In 2018 I found myself heading out to Mount Everest for a meal on the mountain billed as The World's Highest Dinner Party, although the main purpose was to raise funds for Community Action Nepal - a charity that supports the Sherpas and other mountain-dwelling people of Nepal.

The adventure was headed by Neil Laughton an adventurer and entrepreneur who had been on five previous successful expeditions to Mount Everest including a summit in 1998 with Bear Grylls.

Our route started in Katmandu, Nepal where the 15-strong team congregated for initial acclimatisation and to visit the HQ of Community Action Nepal.  We then proceeded to fly out to Lhasa the capital of Tibet from where we proceeded to push up the mountain over a period of three weeks, careful to follow a strict regime for our bodies to acclimatise to altitude.

It is testament to the protocol that not one of the team fell ill with altitude sickness, where as a team of eight who followed us up the mountain but cut two days off the procedure, saw six of their number fall by the wayside.

That’s not to say that we didn’t feel the effects of altitude at all.  Mika and I had particular problems trying to sleep at base camp (altitude 5150m). For the first two nights we found ourselves jolting awake in a form of nocturnal panic, apparently caused by hyperventilation as the body reacts to low oxygen levels. This would occur almost every fifteen to twenty minutes and couldn’t be stopped even when we knew it was coming. Add to the fact that you are jolting awake into a hostile environment – low temperatures, high winds and a hard, rocky floor  - and it culminated into a miserable couple of days.  Our symptoms were kindly alleviated by the doc who cured the problem with half a sleeping tablet each!

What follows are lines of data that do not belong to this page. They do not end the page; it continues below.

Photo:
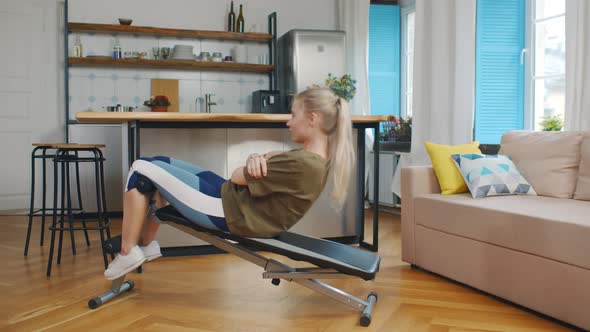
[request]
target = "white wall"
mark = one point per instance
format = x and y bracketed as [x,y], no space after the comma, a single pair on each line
[29,92]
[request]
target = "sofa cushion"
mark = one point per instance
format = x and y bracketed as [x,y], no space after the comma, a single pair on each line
[553,228]
[583,185]
[491,175]
[548,160]
[449,178]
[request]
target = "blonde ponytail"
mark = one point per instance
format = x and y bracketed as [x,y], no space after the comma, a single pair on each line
[336,123]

The meal at basecamp was actually a test run for the World Record meal that would take place in the North Col at 7,020m.  It had been prepared by Michelin star chef Sat Bains and included miso soup, lamb tagine and a chocolate pudding, all washed down with Mumm Cordon Rouge champagne.

The men all dressed in dinner suits and the five ladies donned ball gowns, whilst the dinner table was decked with crockery, glasses, cutlery and a flower arrangement.

It was while at Everest base camp that I first came across climbers who were attempting the Seven Summits, where you climb the highest mountain in each of the seven continents.  I was enthused by this idea, but didn’t really have any great love of mountaineering.

And so it was thinking about the Seven Summits challenge one (more) sleepless night on Everest that I came up with the idea of combining the Seven Summits idea with the concept of Poles of Inaccessibility that I’d learned about on my trip to the South Pole with Buzz Aldrin.  Wouldn’t it be fun to try and visit the Pole of Inaccessibility on each continent?

And so my Eight Poles Project was formed.